Fausto aparta la mirada de la distracción, le ofrece una sonrisa y responde:
–Yo soy socio.
–¡No sabe cómo me alegro! –miente el abordador, pues se disipa la posibilidad de conseguir un nuevo cliente que alguna ganancia le aportará aunque sea el placer de una nueva conquista por puro altruismo.
–Sí, me une un lazo muy fuerte a la profesión médica.
–¿Es usted sanitario: médico o enfermero?
–No. Soy enfermo, a veces.
El interpelante queda desconcertado. Lo cree enajenado. Tras unos momentos de silencio, en el que ambos se miran, se aleja de Fausto y, este, continúa solazándose en el espectáculo.

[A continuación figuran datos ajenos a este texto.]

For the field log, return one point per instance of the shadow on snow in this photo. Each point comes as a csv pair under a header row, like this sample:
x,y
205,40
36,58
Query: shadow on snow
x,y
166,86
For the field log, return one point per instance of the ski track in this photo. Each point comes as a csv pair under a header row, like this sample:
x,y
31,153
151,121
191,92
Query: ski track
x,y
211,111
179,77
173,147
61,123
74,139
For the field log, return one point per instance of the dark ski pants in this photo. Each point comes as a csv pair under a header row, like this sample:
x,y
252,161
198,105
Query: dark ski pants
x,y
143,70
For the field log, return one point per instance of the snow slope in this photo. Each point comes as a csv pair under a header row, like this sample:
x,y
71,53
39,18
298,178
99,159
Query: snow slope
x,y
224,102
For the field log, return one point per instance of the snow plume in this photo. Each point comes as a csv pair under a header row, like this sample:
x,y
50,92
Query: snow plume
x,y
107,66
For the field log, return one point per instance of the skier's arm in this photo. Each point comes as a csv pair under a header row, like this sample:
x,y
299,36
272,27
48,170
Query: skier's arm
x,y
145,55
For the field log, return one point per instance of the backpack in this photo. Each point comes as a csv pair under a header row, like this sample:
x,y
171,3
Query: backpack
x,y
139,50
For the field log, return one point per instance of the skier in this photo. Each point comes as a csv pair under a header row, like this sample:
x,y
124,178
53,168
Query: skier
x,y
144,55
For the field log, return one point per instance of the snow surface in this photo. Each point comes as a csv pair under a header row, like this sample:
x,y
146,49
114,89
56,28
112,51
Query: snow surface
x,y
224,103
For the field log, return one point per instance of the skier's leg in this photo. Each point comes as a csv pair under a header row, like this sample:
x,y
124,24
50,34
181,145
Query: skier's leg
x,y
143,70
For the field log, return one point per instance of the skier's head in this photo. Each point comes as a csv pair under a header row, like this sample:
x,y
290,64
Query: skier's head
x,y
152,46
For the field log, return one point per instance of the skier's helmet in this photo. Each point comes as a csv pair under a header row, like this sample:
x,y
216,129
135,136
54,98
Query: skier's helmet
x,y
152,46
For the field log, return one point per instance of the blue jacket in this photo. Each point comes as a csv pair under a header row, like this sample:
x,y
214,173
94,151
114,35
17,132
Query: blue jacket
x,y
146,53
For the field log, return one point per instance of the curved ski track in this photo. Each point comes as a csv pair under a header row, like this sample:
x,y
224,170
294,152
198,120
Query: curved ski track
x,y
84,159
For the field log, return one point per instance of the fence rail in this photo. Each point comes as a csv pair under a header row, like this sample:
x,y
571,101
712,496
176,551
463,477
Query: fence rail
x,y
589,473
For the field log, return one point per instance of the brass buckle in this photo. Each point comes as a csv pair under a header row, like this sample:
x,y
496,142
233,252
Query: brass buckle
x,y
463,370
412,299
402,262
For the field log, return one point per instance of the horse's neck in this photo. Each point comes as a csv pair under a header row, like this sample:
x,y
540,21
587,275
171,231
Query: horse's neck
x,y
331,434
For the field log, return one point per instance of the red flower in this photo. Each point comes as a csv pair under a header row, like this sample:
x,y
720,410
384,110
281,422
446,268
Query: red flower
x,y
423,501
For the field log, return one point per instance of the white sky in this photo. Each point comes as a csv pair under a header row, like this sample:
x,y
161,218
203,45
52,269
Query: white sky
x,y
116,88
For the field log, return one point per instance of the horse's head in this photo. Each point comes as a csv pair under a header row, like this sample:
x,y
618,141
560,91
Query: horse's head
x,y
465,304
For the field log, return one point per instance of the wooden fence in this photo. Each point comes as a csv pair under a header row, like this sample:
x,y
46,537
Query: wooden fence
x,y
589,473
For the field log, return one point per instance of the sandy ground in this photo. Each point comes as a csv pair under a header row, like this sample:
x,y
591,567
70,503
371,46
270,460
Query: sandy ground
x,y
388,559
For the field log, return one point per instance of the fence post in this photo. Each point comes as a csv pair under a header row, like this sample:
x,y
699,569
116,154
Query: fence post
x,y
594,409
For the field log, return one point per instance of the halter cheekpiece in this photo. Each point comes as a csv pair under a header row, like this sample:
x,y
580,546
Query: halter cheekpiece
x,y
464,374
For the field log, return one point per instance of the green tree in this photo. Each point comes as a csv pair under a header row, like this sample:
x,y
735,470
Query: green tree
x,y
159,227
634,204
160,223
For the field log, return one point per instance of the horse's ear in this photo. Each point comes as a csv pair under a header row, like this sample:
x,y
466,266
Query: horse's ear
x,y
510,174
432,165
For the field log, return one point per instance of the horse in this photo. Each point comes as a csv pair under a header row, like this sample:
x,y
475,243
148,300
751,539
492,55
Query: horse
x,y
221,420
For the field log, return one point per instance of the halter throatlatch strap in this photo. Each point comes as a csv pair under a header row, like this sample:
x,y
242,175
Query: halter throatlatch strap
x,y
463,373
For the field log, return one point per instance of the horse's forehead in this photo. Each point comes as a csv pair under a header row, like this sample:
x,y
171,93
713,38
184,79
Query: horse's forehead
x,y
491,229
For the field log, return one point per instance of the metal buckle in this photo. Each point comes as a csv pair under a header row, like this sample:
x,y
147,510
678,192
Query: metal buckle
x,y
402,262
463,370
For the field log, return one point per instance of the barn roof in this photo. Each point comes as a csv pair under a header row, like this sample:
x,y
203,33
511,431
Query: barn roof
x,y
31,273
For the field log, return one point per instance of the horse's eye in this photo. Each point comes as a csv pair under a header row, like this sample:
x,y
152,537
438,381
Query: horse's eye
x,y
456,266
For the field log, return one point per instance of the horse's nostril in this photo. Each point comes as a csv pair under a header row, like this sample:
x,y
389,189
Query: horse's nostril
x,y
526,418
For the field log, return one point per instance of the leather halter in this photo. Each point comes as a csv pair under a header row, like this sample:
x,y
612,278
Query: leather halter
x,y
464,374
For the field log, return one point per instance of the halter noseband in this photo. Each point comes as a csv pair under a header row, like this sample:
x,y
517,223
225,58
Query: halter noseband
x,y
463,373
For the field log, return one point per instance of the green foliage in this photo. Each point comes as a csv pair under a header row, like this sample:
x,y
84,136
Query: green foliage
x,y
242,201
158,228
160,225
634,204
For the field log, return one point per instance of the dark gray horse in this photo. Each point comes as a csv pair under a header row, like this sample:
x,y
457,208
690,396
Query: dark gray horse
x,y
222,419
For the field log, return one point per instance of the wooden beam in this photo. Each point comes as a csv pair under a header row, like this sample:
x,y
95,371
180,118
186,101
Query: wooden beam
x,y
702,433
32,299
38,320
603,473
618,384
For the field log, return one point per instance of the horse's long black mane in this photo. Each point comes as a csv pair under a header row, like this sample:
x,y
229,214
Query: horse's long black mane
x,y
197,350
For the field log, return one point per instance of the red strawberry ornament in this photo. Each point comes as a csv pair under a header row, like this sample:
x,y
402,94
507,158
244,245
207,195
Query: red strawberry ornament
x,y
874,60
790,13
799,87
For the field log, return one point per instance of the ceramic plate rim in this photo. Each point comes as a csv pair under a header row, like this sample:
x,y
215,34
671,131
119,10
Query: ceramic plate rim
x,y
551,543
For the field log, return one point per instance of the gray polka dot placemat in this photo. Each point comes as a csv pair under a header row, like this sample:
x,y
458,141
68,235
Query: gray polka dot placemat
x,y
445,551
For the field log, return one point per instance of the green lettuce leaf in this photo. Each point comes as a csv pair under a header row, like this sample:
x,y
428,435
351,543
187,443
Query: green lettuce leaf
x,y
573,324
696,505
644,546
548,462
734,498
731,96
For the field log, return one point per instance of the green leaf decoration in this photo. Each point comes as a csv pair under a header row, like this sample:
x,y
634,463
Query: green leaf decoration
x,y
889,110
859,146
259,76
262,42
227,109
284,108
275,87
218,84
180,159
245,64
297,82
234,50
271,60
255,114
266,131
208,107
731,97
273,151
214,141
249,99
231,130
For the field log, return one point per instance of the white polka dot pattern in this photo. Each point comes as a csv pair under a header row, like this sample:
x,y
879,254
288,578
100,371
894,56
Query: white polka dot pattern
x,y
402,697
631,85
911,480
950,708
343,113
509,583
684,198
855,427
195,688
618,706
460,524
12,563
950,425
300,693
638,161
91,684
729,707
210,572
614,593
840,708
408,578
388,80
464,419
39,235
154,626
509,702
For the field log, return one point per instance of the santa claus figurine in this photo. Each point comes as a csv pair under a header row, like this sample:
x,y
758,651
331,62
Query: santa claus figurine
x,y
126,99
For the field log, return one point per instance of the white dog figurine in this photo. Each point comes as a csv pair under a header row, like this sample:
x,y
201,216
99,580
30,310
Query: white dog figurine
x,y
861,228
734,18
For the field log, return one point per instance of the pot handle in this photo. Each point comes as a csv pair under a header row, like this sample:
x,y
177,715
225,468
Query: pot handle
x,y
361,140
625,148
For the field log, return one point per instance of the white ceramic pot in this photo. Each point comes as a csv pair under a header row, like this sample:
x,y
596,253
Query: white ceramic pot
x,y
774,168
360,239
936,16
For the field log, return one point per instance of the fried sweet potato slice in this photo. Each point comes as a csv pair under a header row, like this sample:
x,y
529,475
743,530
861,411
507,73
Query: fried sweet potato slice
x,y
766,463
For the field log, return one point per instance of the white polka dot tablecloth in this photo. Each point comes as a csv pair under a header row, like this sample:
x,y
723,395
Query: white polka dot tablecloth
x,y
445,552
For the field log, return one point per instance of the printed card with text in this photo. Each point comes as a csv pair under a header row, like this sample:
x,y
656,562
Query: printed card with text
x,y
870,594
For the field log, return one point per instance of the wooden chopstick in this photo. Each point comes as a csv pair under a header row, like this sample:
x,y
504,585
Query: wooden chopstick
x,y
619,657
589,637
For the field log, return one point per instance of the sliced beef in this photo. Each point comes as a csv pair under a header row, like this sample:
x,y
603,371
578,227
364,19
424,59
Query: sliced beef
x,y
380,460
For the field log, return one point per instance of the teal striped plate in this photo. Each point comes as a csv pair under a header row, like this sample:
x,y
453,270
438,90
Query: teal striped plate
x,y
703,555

Fausto colabora con varias ONG y es voluntario en un comedor social los fines de semana, donde ayuda a servir platos.
Las mazas malabares están más en el suelo que suspendidas en el aire. En más de una ocasión Fausto recoge alguna que llega hasta sus pies y se la entrega al propietario quien, con cara de resignación, lo agradece con un gesto. Fausto le sonríe.
–¿Tú ves aquel imbécil con la sonrisa de oreja a oreja?
–¿Dónde?
–Allí, mujer.
–Sí. ¿Qué pasa con él?
–Ese idiota es compañero mío. Es el hazmerreír de la empresa. Siempre está igual, con la misma cara de imbécil. No se entera de nada. Es un ingenuo. No sé cómo puede hacerle tanta gracia la vida.
–Será tonto.
–Desde luego, listo no es.
Fausto echa una moneda en el cesto y aplaude, cuando los animadores callejeros dan por zanjada la actuación. Son los únicos aplausos que reciben. Y como no están habituados a ellos y son conscientes de sus limitaciones, piensan que no debe andar en su sano juicio. La propina que da la cree insuficiente y echa otra moneda más.
–Esas personas, en el fondo, son unos desgraciados. Sonríen para ocultar su amargura –dice la mujer al compañero de Fausto.
–Sí que está amargado. Por no tener no tiene ni familia.
A Fausto le pica el hambre. Mira el reloj y ve, con agrado, que es el momento de regresar a casa, a deleitarse con el guiso que sacará de una lata de conservas.
–¡Qué buena mañana he pasado! –mira al cielo–. Al final, no ha llovido.